The day finally began when I went over to Ali's house for the afternoon not knowing I would be there as long as I was. when arriving at their house which is practically another home to me I was introduced to 2 lizards and a hamster. At first I was just a lil frightened of the lizard but quickly overcame that because I knew they couldn't hurt me. While there we chatted about the polish and at the dinner table they were making fun of them! I didn't quite follow what about exactly but i know they were making fun of them. sigh.. Poor Dolly.. After dinner while getting photos taken Matt explained to me a little bit why they make fun of the Polish of all people. It was sad really.. I told him that because he didn't know that my bestest friend was polish i wouldn't taking it affensively, or at least as affensively.. while that was going on their dad had to leave because of a car accident. He works for the fire station I believe. Most of the afternoon unil late evening, 8 or so, I played with Ali's hair and attemped to organize matthew things as well as give attention to Rachel. Rachel is 11 and is matt's lil sis whom I love to pieces!! Rachel and I have a new inside joke too now! I then spent some time with Matt as well as Rachel and had like a gizzilion pictures taken of me for school and b/s supposedly. We just hung out for the evening until Ali had a meeting then we tried to stay quiet upstairs. Matt had then found out how ticklish i am and tickled me to death! I must admit I had fun. I can honestly say it's the most fun I had since last summer..

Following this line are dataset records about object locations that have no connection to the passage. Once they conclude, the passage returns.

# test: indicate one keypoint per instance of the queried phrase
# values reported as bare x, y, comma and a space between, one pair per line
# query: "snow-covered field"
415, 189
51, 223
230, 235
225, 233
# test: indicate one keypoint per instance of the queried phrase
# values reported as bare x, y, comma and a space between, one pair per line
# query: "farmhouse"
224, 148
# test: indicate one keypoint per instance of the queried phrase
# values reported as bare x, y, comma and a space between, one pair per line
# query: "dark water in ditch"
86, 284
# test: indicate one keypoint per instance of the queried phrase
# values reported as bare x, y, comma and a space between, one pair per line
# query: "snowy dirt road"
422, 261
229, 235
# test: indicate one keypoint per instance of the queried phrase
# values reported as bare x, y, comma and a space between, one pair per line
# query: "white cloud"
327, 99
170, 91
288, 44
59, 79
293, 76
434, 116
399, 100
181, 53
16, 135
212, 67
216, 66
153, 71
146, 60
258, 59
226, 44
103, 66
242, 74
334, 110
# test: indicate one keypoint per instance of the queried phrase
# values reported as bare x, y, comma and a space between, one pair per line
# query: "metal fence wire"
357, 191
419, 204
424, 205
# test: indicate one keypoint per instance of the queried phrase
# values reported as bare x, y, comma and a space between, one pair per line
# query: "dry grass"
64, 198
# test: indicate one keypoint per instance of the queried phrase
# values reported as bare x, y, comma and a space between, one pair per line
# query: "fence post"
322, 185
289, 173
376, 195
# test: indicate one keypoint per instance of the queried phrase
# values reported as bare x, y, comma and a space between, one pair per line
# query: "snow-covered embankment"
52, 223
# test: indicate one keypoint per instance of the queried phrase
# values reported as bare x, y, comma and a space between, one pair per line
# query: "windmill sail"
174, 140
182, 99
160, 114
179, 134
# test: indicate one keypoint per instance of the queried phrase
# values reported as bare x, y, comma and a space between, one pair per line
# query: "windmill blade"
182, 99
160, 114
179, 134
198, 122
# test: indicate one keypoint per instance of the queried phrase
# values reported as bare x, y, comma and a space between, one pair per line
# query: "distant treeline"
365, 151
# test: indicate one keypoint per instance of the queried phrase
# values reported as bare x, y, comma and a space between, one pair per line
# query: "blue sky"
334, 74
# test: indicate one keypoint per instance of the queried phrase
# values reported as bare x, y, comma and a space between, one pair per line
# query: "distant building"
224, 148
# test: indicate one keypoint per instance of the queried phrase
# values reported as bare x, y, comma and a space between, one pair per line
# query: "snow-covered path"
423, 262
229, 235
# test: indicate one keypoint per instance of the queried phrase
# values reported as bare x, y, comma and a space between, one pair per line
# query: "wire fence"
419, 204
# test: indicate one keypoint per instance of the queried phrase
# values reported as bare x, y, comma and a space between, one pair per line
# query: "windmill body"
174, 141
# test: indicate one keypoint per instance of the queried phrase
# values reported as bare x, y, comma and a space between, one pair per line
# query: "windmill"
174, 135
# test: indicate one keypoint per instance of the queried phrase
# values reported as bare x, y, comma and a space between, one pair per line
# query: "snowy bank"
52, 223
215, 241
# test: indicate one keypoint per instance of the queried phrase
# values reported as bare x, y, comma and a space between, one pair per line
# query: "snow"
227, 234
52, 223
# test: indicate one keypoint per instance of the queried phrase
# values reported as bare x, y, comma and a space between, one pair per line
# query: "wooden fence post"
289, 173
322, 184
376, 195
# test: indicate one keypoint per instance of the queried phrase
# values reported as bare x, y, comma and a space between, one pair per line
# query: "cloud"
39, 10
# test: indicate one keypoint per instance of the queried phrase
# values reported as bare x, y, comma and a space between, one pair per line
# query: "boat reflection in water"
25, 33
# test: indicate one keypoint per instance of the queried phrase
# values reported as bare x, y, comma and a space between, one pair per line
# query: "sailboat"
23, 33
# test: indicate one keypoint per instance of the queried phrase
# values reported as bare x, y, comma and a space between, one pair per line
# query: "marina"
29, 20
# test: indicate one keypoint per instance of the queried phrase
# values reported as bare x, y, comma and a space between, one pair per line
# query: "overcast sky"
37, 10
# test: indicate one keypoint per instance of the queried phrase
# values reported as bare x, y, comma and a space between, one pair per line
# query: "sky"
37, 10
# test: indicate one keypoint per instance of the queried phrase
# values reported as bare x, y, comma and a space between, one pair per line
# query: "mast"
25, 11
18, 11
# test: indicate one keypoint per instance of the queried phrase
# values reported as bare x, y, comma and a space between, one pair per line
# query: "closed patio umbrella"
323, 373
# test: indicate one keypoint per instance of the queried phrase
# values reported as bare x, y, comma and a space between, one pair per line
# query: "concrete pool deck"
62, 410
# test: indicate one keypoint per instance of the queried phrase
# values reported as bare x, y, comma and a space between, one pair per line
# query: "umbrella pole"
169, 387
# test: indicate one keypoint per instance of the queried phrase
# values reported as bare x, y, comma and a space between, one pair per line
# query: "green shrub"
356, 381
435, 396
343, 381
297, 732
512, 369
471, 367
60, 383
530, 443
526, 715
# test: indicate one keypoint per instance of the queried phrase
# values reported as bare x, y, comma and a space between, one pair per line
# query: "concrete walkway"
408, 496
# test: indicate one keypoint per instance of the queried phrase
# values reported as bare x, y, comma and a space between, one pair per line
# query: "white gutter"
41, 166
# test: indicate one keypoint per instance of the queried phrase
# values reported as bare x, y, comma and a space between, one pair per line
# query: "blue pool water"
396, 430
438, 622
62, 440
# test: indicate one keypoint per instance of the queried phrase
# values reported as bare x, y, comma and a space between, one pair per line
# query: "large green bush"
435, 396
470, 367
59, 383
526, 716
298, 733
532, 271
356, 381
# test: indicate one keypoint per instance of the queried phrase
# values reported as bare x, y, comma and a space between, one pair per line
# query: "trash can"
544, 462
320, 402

With that, I am praying for Dolly as well as camp to work this misunderstanding out. I think i have finally stopped crying for now but only because i'm trying to do something about all this myself... I finally got it into my head that this is real and it has happened. All day long I've been in hope to see a new poem posted so I would see Dolly online. If I could I'd just give her one great big hug! after another and another!
Doll I miss u...sigh.. Ya know I'm here for you in anyway you need me. I'm here too if u just need a shoulder to cry on or lots of love to be given!There isn't much I can do because you are soo far away but I am here just give me a holla. I await to see a Dorota on my messanger every morning and evening. Please do not let LLC to discourage you. You are in no way a "bad" person! Just to remind you!! I can't imagine what you must be experiencing.. I pray God will give you strength. Love you lots and always! muah!